Voici le portrait-type que le chercheur américain Jack Levin, spécialiste de la violence meurtrière, dresse du père qui assassine ses enfants: «C'est généralement un homme d'âge moyen, que les voisins vont décrire comme un mari dévoué et un bon père. Il est assez souvent solitaire. Il a souffert d'une longue période de frustration et a une faible estime de soi. Puis il subit une perte catastrophique, financière ou amoureuse. Il ne déteste pas ses enfants mais souvent, il hait sa femme qu'il rend responsable de sa vie misérable.» Aux États-Unis, on appelle ces pères les «destructeurs de famille».    

Les premières informations relatives à Jocelyn Marcoux, qui a été trouvé mort hier matin en compagnie de ses deux enfants, à Warwick, laissent croire que l'homme correspondait d'assez près à ce portrait.

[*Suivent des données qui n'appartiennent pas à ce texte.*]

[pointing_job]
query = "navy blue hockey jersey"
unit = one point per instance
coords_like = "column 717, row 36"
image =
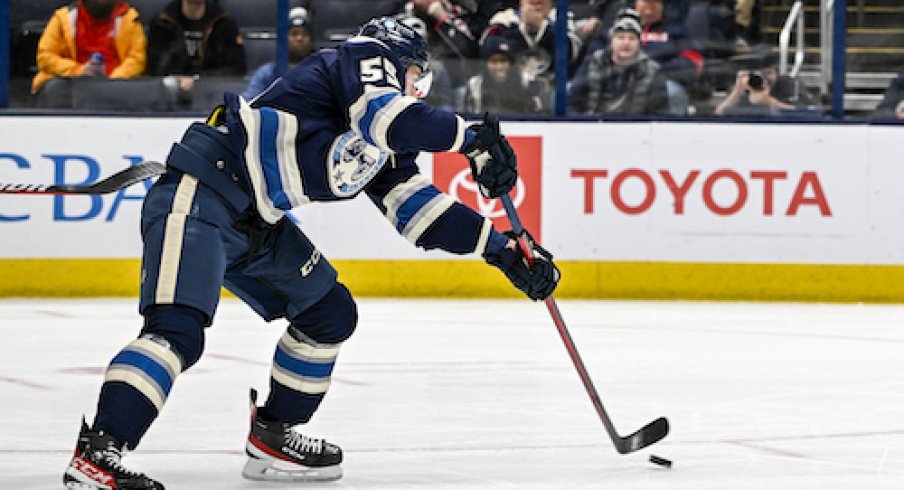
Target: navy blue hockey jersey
column 337, row 124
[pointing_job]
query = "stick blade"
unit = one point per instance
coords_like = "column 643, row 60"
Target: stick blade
column 649, row 434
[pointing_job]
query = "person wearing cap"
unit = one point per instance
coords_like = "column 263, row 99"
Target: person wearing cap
column 300, row 46
column 191, row 38
column 622, row 79
column 530, row 29
column 759, row 89
column 501, row 87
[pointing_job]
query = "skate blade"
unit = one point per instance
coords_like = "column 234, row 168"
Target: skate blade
column 74, row 482
column 264, row 470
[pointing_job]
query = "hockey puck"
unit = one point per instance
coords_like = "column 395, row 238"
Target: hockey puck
column 660, row 461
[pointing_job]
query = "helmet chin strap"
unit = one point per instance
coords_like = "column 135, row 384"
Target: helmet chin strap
column 422, row 84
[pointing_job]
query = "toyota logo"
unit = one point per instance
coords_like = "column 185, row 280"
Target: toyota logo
column 462, row 184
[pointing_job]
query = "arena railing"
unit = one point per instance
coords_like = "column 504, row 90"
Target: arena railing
column 839, row 86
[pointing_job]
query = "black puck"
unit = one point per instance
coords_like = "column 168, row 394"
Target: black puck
column 660, row 461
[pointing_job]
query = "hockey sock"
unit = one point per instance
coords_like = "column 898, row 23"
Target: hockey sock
column 299, row 378
column 140, row 377
column 306, row 354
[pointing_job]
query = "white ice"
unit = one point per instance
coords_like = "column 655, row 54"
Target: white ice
column 482, row 395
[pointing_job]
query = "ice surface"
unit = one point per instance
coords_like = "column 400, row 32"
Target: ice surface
column 481, row 395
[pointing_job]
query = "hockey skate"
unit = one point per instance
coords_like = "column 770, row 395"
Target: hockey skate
column 96, row 465
column 277, row 453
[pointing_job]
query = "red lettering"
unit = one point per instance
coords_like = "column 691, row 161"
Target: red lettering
column 809, row 179
column 679, row 191
column 615, row 191
column 708, row 192
column 769, row 179
column 588, row 176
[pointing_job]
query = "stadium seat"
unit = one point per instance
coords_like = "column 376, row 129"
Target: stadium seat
column 148, row 9
column 252, row 14
column 333, row 19
column 208, row 91
column 260, row 48
column 21, row 11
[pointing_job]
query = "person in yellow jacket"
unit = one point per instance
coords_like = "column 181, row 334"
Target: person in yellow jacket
column 107, row 30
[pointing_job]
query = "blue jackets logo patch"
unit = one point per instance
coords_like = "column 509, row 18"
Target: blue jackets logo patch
column 352, row 164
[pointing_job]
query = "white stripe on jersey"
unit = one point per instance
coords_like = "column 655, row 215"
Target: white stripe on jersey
column 425, row 217
column 400, row 193
column 287, row 171
column 459, row 134
column 374, row 112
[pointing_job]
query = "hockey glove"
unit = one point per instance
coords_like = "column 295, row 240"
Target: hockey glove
column 493, row 163
column 537, row 280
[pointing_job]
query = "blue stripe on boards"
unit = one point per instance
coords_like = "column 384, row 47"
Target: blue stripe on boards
column 302, row 368
column 413, row 204
column 147, row 365
column 370, row 112
column 269, row 161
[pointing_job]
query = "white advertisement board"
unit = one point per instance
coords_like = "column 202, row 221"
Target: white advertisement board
column 680, row 192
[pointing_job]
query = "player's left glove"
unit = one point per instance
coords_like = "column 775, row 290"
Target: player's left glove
column 537, row 280
column 493, row 162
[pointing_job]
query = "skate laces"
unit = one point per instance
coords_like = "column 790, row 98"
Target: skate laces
column 303, row 443
column 113, row 458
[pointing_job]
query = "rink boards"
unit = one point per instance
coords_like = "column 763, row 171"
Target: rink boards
column 630, row 210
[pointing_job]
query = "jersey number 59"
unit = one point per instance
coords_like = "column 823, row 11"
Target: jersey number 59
column 377, row 69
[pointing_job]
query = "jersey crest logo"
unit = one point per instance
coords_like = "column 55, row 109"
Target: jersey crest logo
column 353, row 163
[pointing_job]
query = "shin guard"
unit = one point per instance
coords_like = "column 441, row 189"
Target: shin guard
column 300, row 377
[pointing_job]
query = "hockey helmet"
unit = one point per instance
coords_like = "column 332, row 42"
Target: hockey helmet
column 403, row 41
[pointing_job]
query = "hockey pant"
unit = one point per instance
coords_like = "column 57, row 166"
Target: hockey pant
column 193, row 244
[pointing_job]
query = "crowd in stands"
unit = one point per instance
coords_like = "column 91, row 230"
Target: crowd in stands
column 624, row 57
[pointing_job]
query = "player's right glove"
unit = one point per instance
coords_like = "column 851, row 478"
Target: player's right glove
column 538, row 280
column 494, row 165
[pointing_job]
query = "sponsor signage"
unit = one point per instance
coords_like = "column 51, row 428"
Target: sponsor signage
column 683, row 192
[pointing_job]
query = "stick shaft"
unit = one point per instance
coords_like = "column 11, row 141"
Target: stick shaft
column 559, row 321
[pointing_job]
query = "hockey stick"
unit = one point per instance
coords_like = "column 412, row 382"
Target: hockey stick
column 648, row 434
column 119, row 180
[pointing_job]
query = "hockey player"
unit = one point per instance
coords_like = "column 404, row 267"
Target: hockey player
column 341, row 122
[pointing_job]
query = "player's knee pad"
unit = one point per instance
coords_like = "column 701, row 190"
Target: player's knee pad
column 170, row 342
column 181, row 326
column 331, row 320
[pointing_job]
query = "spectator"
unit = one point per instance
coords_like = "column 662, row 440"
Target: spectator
column 78, row 31
column 622, row 79
column 760, row 90
column 744, row 22
column 531, row 31
column 300, row 46
column 455, row 29
column 892, row 104
column 442, row 93
column 501, row 87
column 664, row 39
column 194, row 37
column 668, row 44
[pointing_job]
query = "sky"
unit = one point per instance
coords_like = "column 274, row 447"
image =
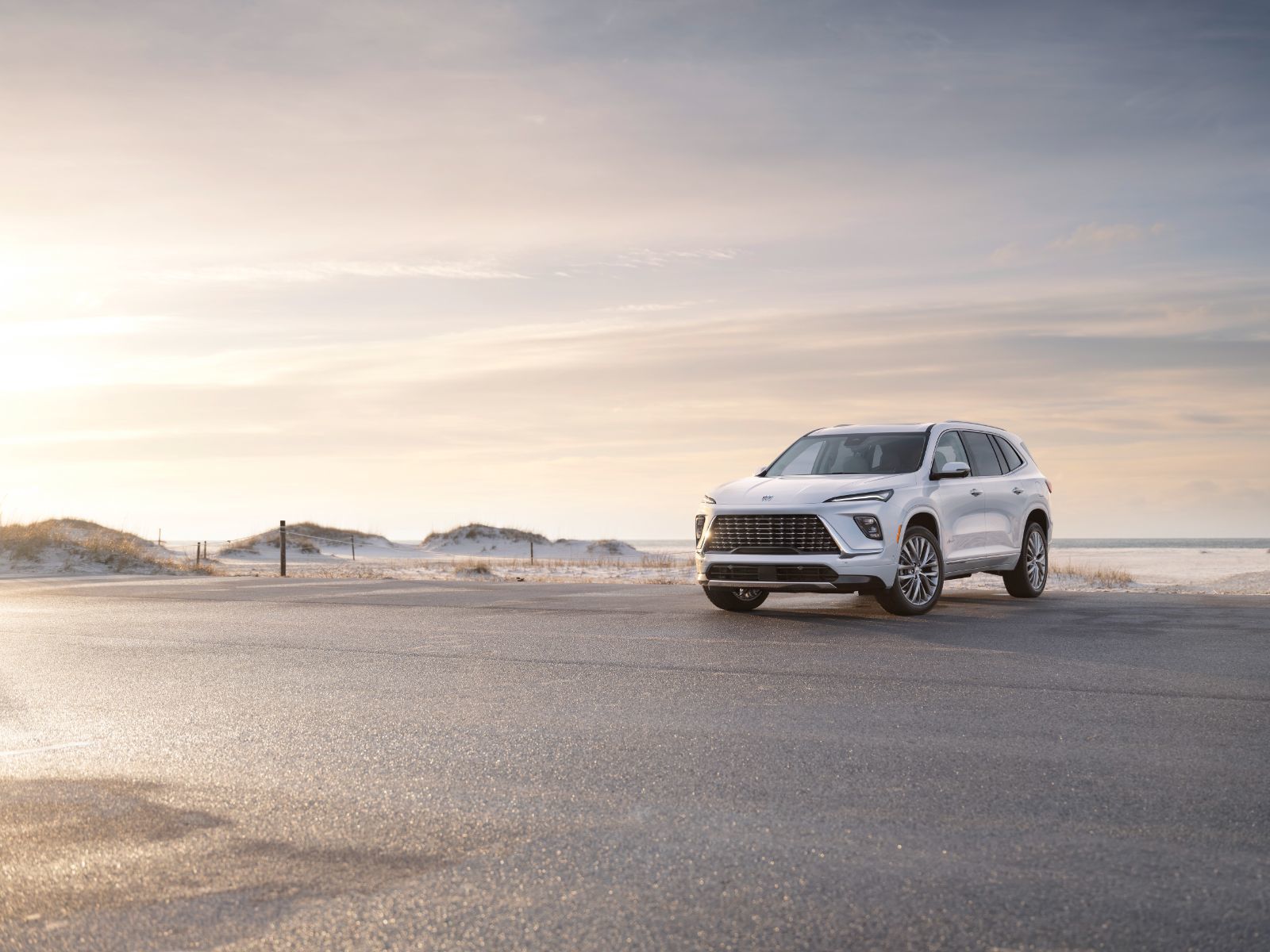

Un père aimant. Un mari épuisé et frustré par un long combat judiciaire pour la garde des enfants. Un homme furieux contre son ex-conjointe. «Pour les pères, c'est officiel, si tu te fais pas justice toi-même, tu auras jamais justice», a écrit M. Marcoux sur sa page Facebook.

Au fil des ans, le père a emmagasiné une quantité sans cesse croissante de colère. Ses proches savaient sans doute que les choses allaient mal, mais de là à imaginer une aussi terrible explosion...

Comme la plupart des hommes en difficulté, M. Marcoux n'avait probablement pas envisagé demander de l'aide. Ce silence des destructeurs de famille rend la prévention particulièrement difficile.

Depuis l'affaire Turcotte, les Québécois sont plus sensibles que jamais à ces tragédies dans lesquelles les enfants paient pour les problèmes de leur(s) parent(s). Ici, toutefois, il n'y aura pas de procès. Aucun risque que Jocelyn Marcoux soit un jour libéré pour cause de non-responsabilité; contrairement à Guy Turcotte, l'homme de 47 ans a «réussi» son suicide.

Bien que ces drames soient de nos jours très médiatisés, ils sont en fait moins nombreux qu'avant. Au Canada, le taux d'enfants tués par un membre de leur famille a chuté de moitié au cours des 15 dernières années. Cela fait quand même une trentaine de jeunes victimes par année, en moyenne.

Dans la foulée de l'affaire Turcotte, le gouvernement du Québec a mandaté un comité d'experts pour lui proposer des mesures de prévention des homicides intrafamiliaux. Présidé par le professeur Gilles Tremblay, de l'Université Laval, le comité est à apporter la touche finale à son rapport.

Pourra-t-on mettre en place une stratégie de prévention aussi efficace que celle qui a permis d'abaisser le nombre de suicides au Québec? La tâche sera difficile. Le parent qui s'apprête à tuer ses enfants n'annonce pas son geste. Et pour cause: son crime - assassiner ses enfants par amour pour eux... - est à la fois le plus irrationnel et le plus révoltant qui soit.